# Debugging SageMaker Training Jobs with Tornasole

## Overview

Tornasole is a new capability of Amazon SageMaker that allows debugging machine learning training. It lets you go beyond just looking at scalars like losses and accuracies during training and gives you full visibility into all tensors 'flowing through the graph' during training or inference.

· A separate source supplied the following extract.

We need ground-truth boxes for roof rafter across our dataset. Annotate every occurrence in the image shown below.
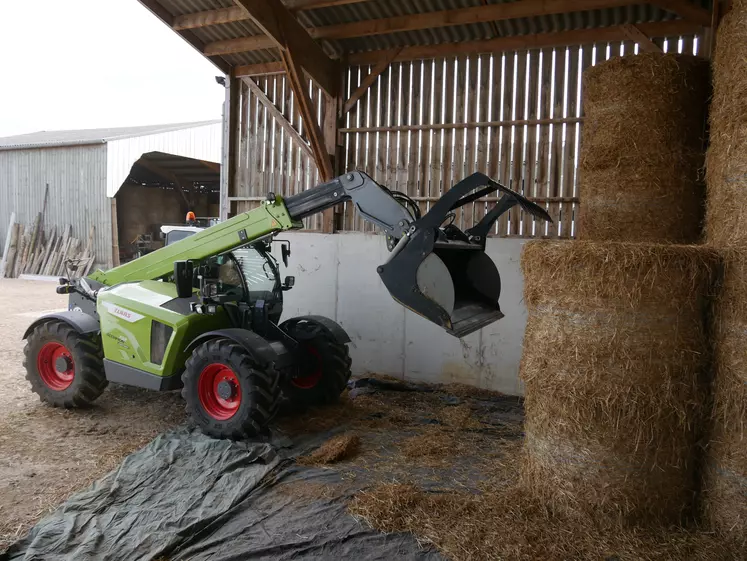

Using Tornasole is a two step process:

### Saving tensors

Tensors define the state of the training job at any particular instant in its lifecycle. Tornasole exposes a library which allows you to capture these tensors and save them for analysis

### Analysis

Analyses of the tensors emitted is captured by the Tornasole concept called ***Rules***. On a very broad level, Rules are a piece of analysis code that one writes to compares tensors across steps of a training job and analyze them in each step of the training job.
You can also analyze raw tensor data outside of the Rules construct using our analysis APIs. Please refer [DeveloperGuide_Rules.md](../../../rules/DeveloperGuide_Rules.md)

The analysis of tensors saved requires the package `tornasole.rules`.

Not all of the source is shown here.